How to generate Signed URL for google cloud storage objects using PHP

Question

The method i tried using was with openssl

$fp = fopen($key, 'r');  //open the PEM file
$priv_key = fread($fp,8192);
fclose($fp);
$pkeyid = openssl_get_privatekey($priv_key,"password");

openssl_sign($response["data_to_sign"], $signature, $pkeyid,'sha256');

$sign = base64_encode($signature)

Is this the correct Method to generate signature for signed urls in google?

Answer 1

You can try Google Cloud Storage PHP SDK, it's a good choice for keeping your codes clean.

cloud-storage PHP SDK

Install package to your project by following this page on Packagist, then

function getSignedGcsUrl($objPath/* which is your target object path */, $duration = 50) 
{
    $storageClient = new StorageClient([
        'projectId' => /* your gcp projectId here */,
        'keyFilePath' => /* your gcp keyFilePath here */,
    ]);
    $bucket = $storageClient->bucket($objPath);
    $object = $bucket->object();
    $url = $object->signedUrl(new \DateTime('+ ' . $duration . ' seconds'));
    return $url;
}

laravel-google-cloud-storage (for Laravel)

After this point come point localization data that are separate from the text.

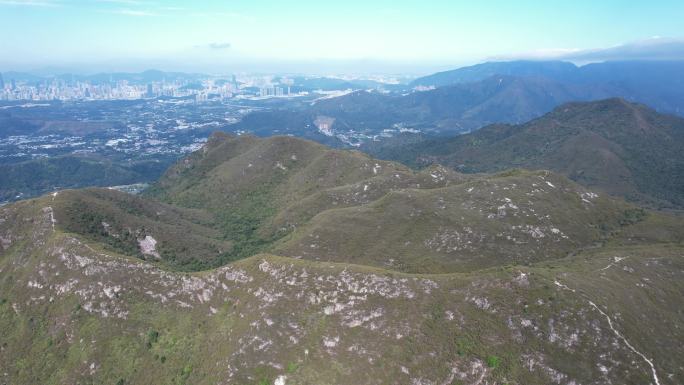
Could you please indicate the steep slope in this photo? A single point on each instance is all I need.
(623, 148)
(514, 218)
(655, 83)
(452, 109)
(39, 176)
(259, 190)
(74, 313)
(557, 70)
(242, 195)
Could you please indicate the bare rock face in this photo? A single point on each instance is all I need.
(282, 262)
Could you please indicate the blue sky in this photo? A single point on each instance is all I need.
(265, 34)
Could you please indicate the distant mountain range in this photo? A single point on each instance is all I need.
(620, 147)
(328, 266)
(469, 98)
(144, 77)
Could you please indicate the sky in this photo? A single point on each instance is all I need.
(309, 36)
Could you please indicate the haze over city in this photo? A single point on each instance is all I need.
(341, 192)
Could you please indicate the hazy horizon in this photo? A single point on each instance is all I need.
(313, 37)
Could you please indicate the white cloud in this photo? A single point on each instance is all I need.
(654, 48)
(31, 3)
(132, 12)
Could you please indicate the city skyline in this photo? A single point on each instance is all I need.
(303, 36)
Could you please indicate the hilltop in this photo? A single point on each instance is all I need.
(623, 148)
(324, 266)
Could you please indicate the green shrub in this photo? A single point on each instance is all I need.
(493, 361)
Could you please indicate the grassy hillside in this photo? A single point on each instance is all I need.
(74, 312)
(622, 148)
(241, 195)
(39, 176)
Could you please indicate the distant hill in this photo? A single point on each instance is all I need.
(659, 84)
(446, 110)
(324, 266)
(556, 70)
(623, 148)
(471, 97)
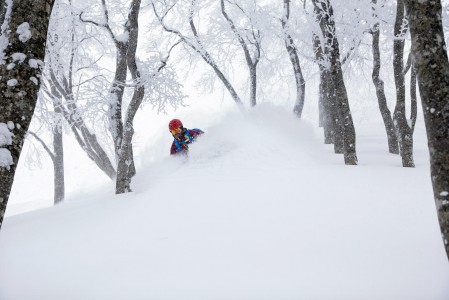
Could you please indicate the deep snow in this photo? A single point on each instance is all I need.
(261, 209)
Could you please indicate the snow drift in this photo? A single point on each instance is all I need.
(260, 209)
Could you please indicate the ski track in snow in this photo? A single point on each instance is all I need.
(260, 209)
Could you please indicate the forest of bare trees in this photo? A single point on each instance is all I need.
(321, 40)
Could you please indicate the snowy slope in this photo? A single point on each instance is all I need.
(261, 209)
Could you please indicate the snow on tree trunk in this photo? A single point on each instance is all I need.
(116, 97)
(58, 162)
(403, 130)
(125, 164)
(432, 68)
(393, 146)
(294, 59)
(335, 83)
(22, 33)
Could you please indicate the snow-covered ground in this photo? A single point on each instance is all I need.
(261, 209)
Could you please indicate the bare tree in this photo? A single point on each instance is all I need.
(294, 59)
(196, 44)
(252, 59)
(22, 50)
(335, 90)
(60, 87)
(380, 91)
(432, 67)
(403, 130)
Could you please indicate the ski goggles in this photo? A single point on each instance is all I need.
(176, 131)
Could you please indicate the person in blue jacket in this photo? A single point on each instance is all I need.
(182, 137)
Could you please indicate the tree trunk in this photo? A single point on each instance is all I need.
(403, 130)
(58, 162)
(253, 85)
(380, 92)
(19, 85)
(125, 164)
(334, 75)
(116, 97)
(432, 68)
(294, 59)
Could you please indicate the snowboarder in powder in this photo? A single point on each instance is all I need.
(182, 137)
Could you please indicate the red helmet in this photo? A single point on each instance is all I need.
(174, 124)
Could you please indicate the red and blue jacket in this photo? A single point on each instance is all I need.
(180, 145)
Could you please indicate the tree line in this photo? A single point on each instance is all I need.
(57, 55)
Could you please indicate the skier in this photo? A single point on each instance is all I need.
(182, 137)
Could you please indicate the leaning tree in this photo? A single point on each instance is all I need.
(22, 51)
(432, 68)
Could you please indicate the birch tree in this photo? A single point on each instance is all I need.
(22, 50)
(339, 114)
(432, 67)
(403, 129)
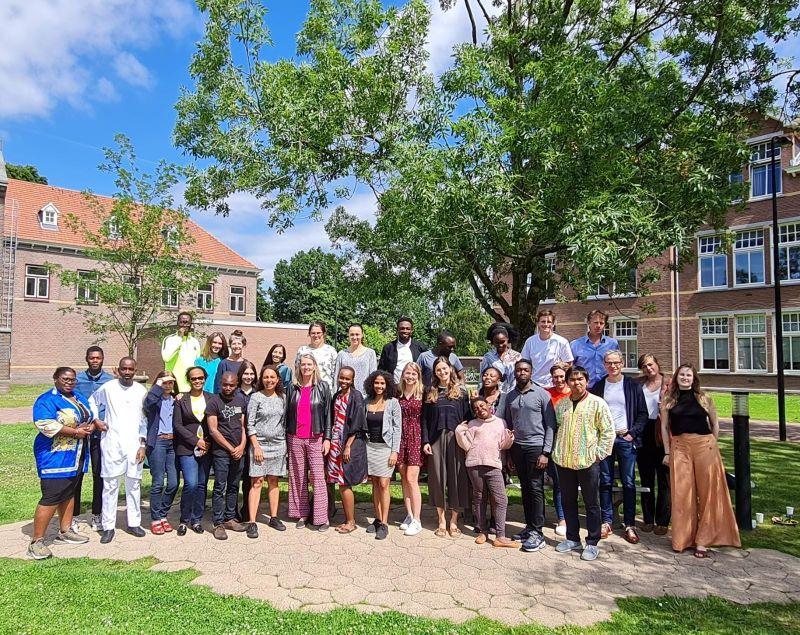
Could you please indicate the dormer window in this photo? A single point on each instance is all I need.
(48, 217)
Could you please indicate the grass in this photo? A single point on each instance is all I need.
(763, 407)
(110, 597)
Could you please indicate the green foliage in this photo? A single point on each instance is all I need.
(142, 246)
(25, 173)
(600, 132)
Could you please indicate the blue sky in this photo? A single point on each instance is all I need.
(77, 73)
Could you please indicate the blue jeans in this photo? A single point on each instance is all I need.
(624, 453)
(162, 461)
(195, 482)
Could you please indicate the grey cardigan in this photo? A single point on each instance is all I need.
(392, 423)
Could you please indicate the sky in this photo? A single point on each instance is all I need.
(77, 73)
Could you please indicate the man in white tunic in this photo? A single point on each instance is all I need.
(122, 446)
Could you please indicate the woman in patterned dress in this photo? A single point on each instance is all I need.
(410, 459)
(347, 458)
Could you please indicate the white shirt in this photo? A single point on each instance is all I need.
(404, 356)
(615, 398)
(126, 425)
(543, 354)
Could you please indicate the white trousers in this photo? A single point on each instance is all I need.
(133, 496)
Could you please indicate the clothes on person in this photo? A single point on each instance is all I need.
(590, 355)
(363, 364)
(179, 353)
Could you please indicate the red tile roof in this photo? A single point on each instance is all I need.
(31, 197)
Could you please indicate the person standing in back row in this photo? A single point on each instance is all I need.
(179, 351)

Install and configurate superbalist/laravel-google-cloud-storage by following this page: on Github, then

public static function getSignedGcsUrl($objPath, $duration = 50)
{
    return Storage::disk('gcs'/* following your filesystem configuration */)
        ->getAdapter()
        ->getBucket()
        ->object($objPath)
        ->signedUrl(new \DateTime('+ ' . $duration . ' seconds'));
}

Answer 2

I put all the answers together. This should work in out of the box project. If you have space in the paths, you will need to rawurlencode the individual components, not urlencode.

function signedGoogleStorageURL($bucketName, $resourcePath, $duration = 10, $method = 'GET')
{
    $expires = time() + $duration;
    $content_type = ($method == 'PUT') ? 'application/x-www-form-
    urlencoded' : '';
    $to_sign = ($method . "\n" .
                /* Content-MD5 */ "\n" .
                $content_type . "\n" .
                $expires . "\n" .
                "/" . $bucketName . $resourcePath);

    $sign_result = AppIdentityService::signForApp($to_sign);
    $signature = urlencode(base64_encode($sign_result['signature']));
    $email = AppIdentityService::getServiceAccountName();

    return ('https://storage.googleapis.com/' . $bucketName .
            $resourcePath .
            '?GoogleAccessId=' . $email .
            '&Expires=' . $expires .
            '&Signature=' . $signature);
}

$signedPath = signedGoogleStorageURL(AppIdentityService::getDefaultVersionHostname(), "/my_folder/my_file", 60);

Answer 3

One thing to note that I spent about two hours on:

The GoogleAccessId you pass into the URL is the Email Address in the "Certificate" section of the Google Cloud Console. It's not the OAuth Client ID with a string replacement as Google suggests in their documentation.

Answer 4

There's an example here that signs a URL for Google Cloud Storage using PHP: https://groups.google.com/forum/#!msg/google-api-php-client/jaRYDWdpteQ/xbNTLfDhUggJ

However - I note this is tagged with Google App Engine... If your code is running inside of Google App Engine, you should use the built-in App Identity service - (note this will only work once your application is deployed in production, not while running locally) - this means you will not need to download or handle any private keys:

require_once 'google/appengine/api/app_identity/AppIdentityService.php';

$sign_result = AppIdentityService::signForApp( $message );

You will need to make sure that the service account associated with the App Engine application is added to the team for the project that owns the Cloud Storage bucket.